Monday, May 23, 2022

Time, Distance, Direction.

All people have the sun and moon to help them think about time. But thinking about time is easier for people who lived in cold places, where winter is very different from summer, than it is for those who live in tropical places, where days and nights are all the same length. There They had to count time by the changing direction of the winds or by the seasons when it rains or when the rivers rise. The moon helps them to mark off months, and this is easier still for people who live by the seaside, where they can watch the tides come and go with the changes of the moon. From watching the sun and the moon, some people went on to watching constellations like the Dippers or stars like the Pleiades, and they could talk more accurately about the passing of time. 

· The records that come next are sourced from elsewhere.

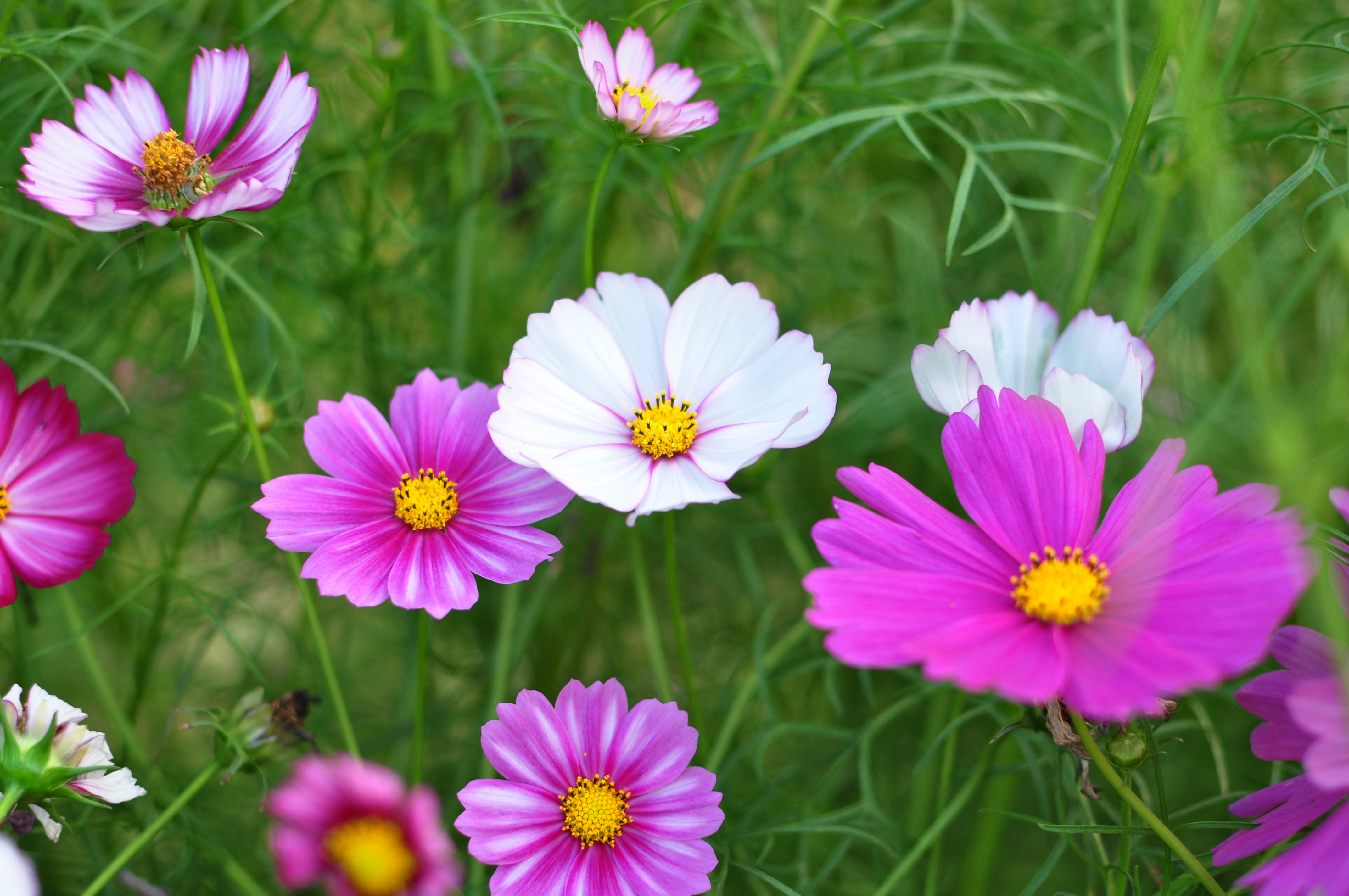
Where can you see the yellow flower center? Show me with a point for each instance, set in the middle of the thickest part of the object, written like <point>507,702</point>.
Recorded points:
<point>175,175</point>
<point>425,502</point>
<point>1062,590</point>
<point>596,810</point>
<point>373,855</point>
<point>666,428</point>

A section of a calendar history (winter count) of the Kiowa. The vertical black poles indicate winters; the pictographs above and between them illustrate outstanding events of succeeding winters and summers.
A section of a calendar history (winter count) of the Kiowa. The vertical black poles indicate winters; the pictographs above and between them illustrate outstanding events of succeeding winters and summers.

Once people had a way of thinking about days, by calling them suns, and of thinking about nights, by calling them the time when there is no sun or the time when the stars shine, they could think about distance too. One man could ask another: "How far is it to the place where you found that strong stone out of which you made that ax?' And the other could answer: "I walked for five days toward the place where the sun rises, and I slept for five nights." In order to make this kind of answer, it was necessary already to have learned to watch the sun, to know where it rose and where it set, to think of days as the periods of time when the sun shines, and to count. 

Then man could think about the little world he knew. One part was toward the rising of the sun, another toward the place where the sun set. When people did this accurately, they then had directions -east and west, north and south. Sometimes they included two more directions -the very top of the sky above (the zenith) and the very center of the earth beneath (the nadir). 

Mead, Margaret. People And Places. World Pub., 1959.

1 comment:

  1. Was a really fascinating read. Today one cannot imagine their life without concepts of time and distance, and thus was really lovely to note how these concepts originated and life before these concepts.